A statue placed a few meters from our Bed and Breakfast: the statue of Ferdinand III of Lorraine.
This statue, often unjustly ignored by tourists passing through our city, is really of great interest because it represents a character linked to a fundamental affair for the history of Arezzo: the reclamation of the Valdichiana. But let’s go with order …

Who was Ferdinand III of Lorraine

Ferdinand III was the second son of the Grand Duke of Tuscany, king of Hungary and Bohemia, Peter Leopold II of Habsburg-Lorraine. When in 1790 the latter became Emperor of the Holy Roman Empire, Ferdinand took his place as Grand Duke of Tuscany.

Covered the title of Grand Duke up to 1799 when, despite the strong Italian resistance (especially the anti-French Viva Maria movement is remembered), Napoleon conquered Italy thus forcing Ferdinand III to fall back to Vienna.

When Napoleon was defeated in 1814, Ferdinando III immediately returned to Tuscany with his old title of Grand Duke. At this stage it shows good sense by implementing a completely mild restoration without purges of personnel operating in the French period, leaving in force some of the laws in civil and economic matters and seriously carrying ahead many public works such as, in fact, the reclamation of the Valdichiana .
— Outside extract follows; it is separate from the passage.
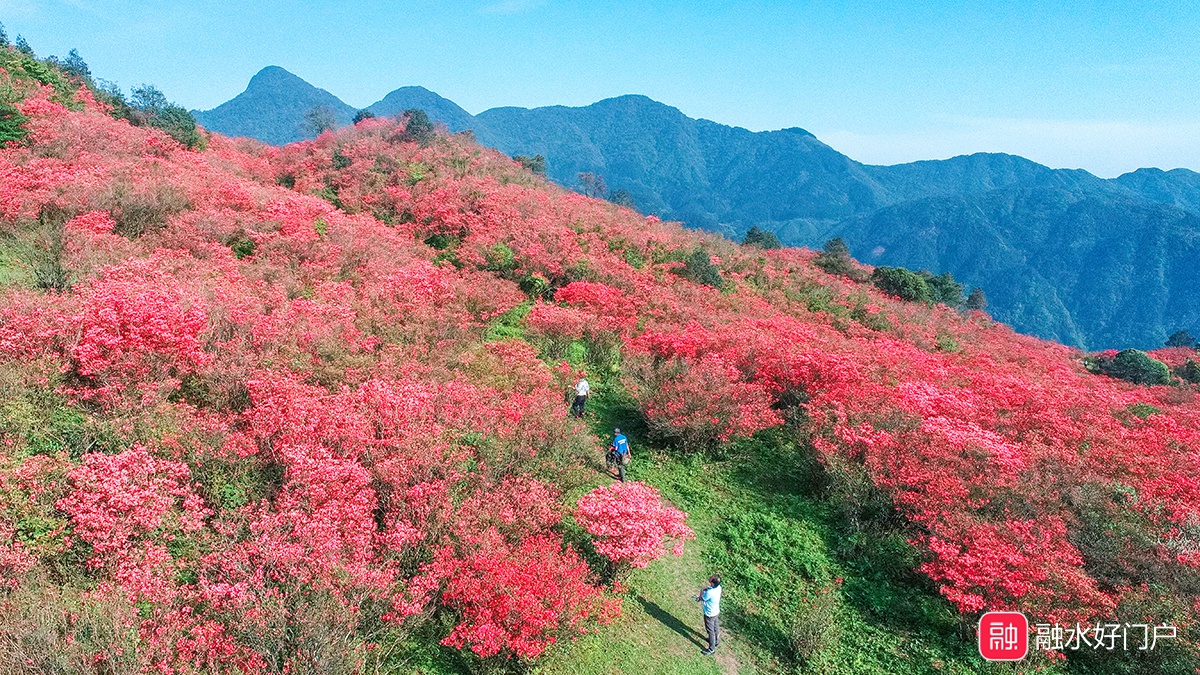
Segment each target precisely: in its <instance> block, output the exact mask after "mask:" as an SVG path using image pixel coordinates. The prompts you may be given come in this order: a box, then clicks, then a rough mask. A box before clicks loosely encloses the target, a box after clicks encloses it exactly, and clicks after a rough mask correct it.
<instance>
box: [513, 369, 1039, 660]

The people of Arezzo have never shown affectionate towards the Tuscan sovereigns, but thanks to its commitment to give back to the population the precious fertile lands of the Valdichiana, Ferdinando II is certainly an exception.

The statue

piazza-grande-con-la-statua-di-ferdinando-iii-di-lorena-200x144 The Statue Of Ferdinand III of Lorraine

The statue in its original location in Piazza Grande – Arezzo

The statue that is now on top of Piaggia di Murello, was actually placed in 1822 in a much more central place: Piazza Grande.
It remained there for 110 years, when after a stylistic restoration and to make room for the competition for the Giostra del Saracino, it was moved to its current location.
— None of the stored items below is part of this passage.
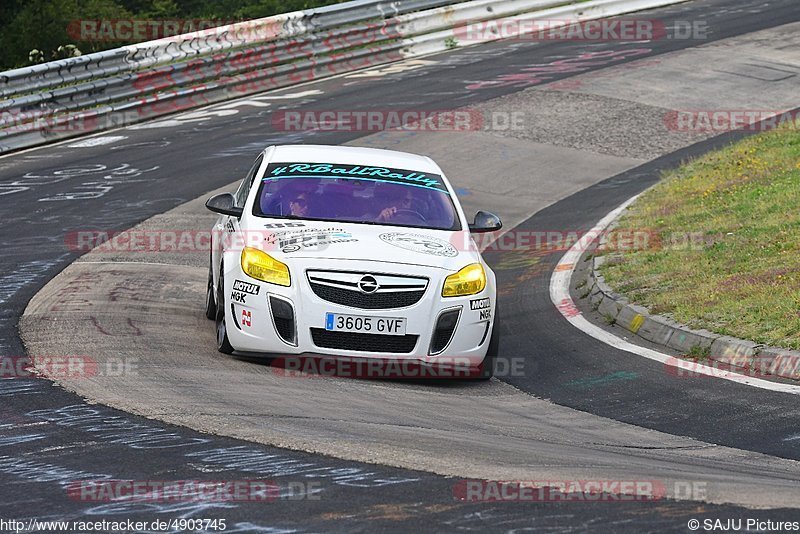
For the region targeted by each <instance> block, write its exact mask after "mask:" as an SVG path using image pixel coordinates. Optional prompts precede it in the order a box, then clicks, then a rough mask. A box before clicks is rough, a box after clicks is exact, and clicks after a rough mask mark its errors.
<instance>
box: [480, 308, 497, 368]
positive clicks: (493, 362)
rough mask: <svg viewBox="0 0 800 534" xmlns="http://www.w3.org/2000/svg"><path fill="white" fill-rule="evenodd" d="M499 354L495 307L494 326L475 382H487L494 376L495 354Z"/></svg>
mask: <svg viewBox="0 0 800 534" xmlns="http://www.w3.org/2000/svg"><path fill="white" fill-rule="evenodd" d="M499 352H500V325H499V324H497V307H495V316H494V324H493V325H492V337H491V339H489V348H488V350H487V351H486V357H485V358H484V359H483V362H482V363H481V365H480V367H478V375H477V376H476V377H475V380H489V379H490V378H492V377H493V376H494V364H495V362H496V361H497V354H498V353H499Z"/></svg>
The statue was made of Carrara marble on Rapolano travertine base by the Florentine artist Stefano Ricci (better known for the cenotaph of Dante Alighieri in Santa Croce).

The Grand Duke is represented with an ancient toga and crowned with oak leaves, symbol of virtue, strength, perseverance and loyalty. In one hand holds the scepter, emblem of power, while at his feet lies a tame lion.